Y ya en voz alta, le dijo a su abuela al devolverle el bolso:

—Perdona que lo haya mordido.

—Vamos a tomar un helado —ordenó la abuela chasqueando

la lengua.

Cuando llegaron a casa de la abuela, se sentaron los

dos junto a la ventana.

Lo habían visto todo en la feria. La abuela tenía los

pies en agua caliente. Simpey llevaba un batín y los dos

comían bizcocho con leche. En aquel preciso instante, una

camioneta se detuvo frente a la casa. Simpey miró por la

ventana.

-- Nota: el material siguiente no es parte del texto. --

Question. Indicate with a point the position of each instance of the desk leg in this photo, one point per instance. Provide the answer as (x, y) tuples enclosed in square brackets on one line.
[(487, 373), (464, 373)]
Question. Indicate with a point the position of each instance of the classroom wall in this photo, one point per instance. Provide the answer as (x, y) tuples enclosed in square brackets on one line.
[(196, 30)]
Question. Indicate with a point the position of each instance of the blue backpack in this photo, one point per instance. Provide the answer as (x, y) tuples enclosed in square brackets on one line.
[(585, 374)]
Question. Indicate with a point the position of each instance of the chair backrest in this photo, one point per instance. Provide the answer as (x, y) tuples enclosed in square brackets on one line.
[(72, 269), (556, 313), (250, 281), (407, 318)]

Dejó el tazón cuidadosamente en la repisa y dijo

lentamente:

—Abuela, mejor que te pongas las zapatillas enseguida.

Me parece que el cerdo ha llegado.

Y así era, en efecto.

Dos hombres transportaban la caja y la dejaron en la

cocina. Antes de que se fueran, la abuela habló un largo

rato con ellos frente a la entrada principal.

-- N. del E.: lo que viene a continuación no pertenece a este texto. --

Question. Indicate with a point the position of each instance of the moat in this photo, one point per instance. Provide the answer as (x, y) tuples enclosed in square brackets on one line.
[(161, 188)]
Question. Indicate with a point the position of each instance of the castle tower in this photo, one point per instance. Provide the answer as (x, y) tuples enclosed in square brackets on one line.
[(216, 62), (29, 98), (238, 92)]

Cuando regresó, Simpey volvía a tener la marca de la

tela metálica en su nariz.

—¿Quieres soltarlo? —dijo él a la abuela—. Tú ganaste

la partida.

La abuela paseó pensativamente la mirada por toda la

cocina.

—Bien —dijo. Se inclinó y abrió la portezuela que había

en uno de los lados de la caja. Casi al momento apareció

la sonrosada cara del cerdito. Simpey sonrió. Abrió los brazos

y corrió hacia él.

—Arturo —dijo—, ¡hola, amigo mío!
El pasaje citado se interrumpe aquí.